Archived Content

The following content is from an older version of this website, and may not display correctly.
Infrastructure engineers at Dropbox have added a “layer” of additional checks to prevent outages like last Friday's and took measures to speed up recovery of the service if outages do occur in the future.
 
Following standard practice, the popular online storage service uses multiple production-workload replicas for redundancy. When the replicas fail, they have to be restored from backup.
 
The company's user base has grown so much over the past few years – it now supports hundreds of millions of users – that its MySQL data sets are now too large to restore quickly enough.
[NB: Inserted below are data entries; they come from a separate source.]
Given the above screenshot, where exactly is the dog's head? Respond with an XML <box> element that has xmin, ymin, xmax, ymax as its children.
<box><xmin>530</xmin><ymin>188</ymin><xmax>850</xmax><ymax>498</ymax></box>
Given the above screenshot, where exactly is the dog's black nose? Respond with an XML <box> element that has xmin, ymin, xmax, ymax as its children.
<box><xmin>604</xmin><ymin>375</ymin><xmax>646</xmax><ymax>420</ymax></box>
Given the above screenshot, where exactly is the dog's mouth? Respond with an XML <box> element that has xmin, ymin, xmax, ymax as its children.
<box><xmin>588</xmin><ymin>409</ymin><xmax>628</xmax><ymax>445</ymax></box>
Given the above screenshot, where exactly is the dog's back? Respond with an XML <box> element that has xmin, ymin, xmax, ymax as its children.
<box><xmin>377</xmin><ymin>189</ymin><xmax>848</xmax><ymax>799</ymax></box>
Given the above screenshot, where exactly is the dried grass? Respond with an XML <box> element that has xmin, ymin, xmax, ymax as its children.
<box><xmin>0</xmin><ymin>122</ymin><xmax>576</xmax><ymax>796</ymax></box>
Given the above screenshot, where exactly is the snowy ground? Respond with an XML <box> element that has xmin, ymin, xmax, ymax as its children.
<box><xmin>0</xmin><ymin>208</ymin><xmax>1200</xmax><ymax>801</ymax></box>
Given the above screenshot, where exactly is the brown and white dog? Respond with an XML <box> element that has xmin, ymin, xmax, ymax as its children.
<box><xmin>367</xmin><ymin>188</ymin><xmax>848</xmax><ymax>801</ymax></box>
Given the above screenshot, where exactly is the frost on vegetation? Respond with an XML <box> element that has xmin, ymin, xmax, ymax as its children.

Following the outage, its engineers built a tool that parallelizes replay of binary logs (logs of database changes) which they say speeds up the recovery process.
 
Dropbox plans to open-source the tool.
 
The outage happened because of a bug that installed a routine server upgrade on several active servers, Atidya Agarwal, Dropbox VP of engineering, wrote in a blog post. The entire service went down as a result.
 
Agarwal assured users that their files were safe throughout the three-hour outage and that there had not been any hacking or Distributed Denial of Service (DDoS) attacks on the service. This was apparently an attempt to address multiple claims of responsibility for the outage by hackers.
 
Agarwal concluded the post by apologizing and pointing out the company's follow-up activities to prevent such incidents from happening in the future. “We’re currently building more tools and checks to make sure this doesn’t happen again.”
 
While the complete Dropbox black-out lasted three hours on Friday evening, the core service was not fully restored until late Sunday afternoon, according to a “post-mortem” on the company's Tech blog by Akhil Gupta, its head of infrastructure.
 
The bug that brought the infrastructure down was in a script that checks whether or not a server has active data before upgrading it. The script ran during a maintenance period scheduled to upgrade operating systems on some servers and reinstalled a few active machines.
 
Dropbox is run on thousands of databases, Gupta wrote. For each database, there is a master server and two redundant “replica” servers. Some of these master-replica pairs were affected by the upgrade, which brought the service down.
 
The infrastructure team has now implemented a process where servers verify locally whether they are running production workloads or not before executing commands. “This enables machines that self-identify as running critical processes to refuse potentially destructive operations,” Gupta wrote.
 
The databases do not contain users' file data, so the outage did not put user files at risk. They are used to provide features, such as photo album sharing or camera uploads.
 
The service was restored from backups. “We were able to restore most functionality within three hours, but the large size of some of our databases slowed recovery,” Gupta wrote.
 
There have been media reports citing anonymous sources that said Dropbox was preparing to launch an initial public offering this year.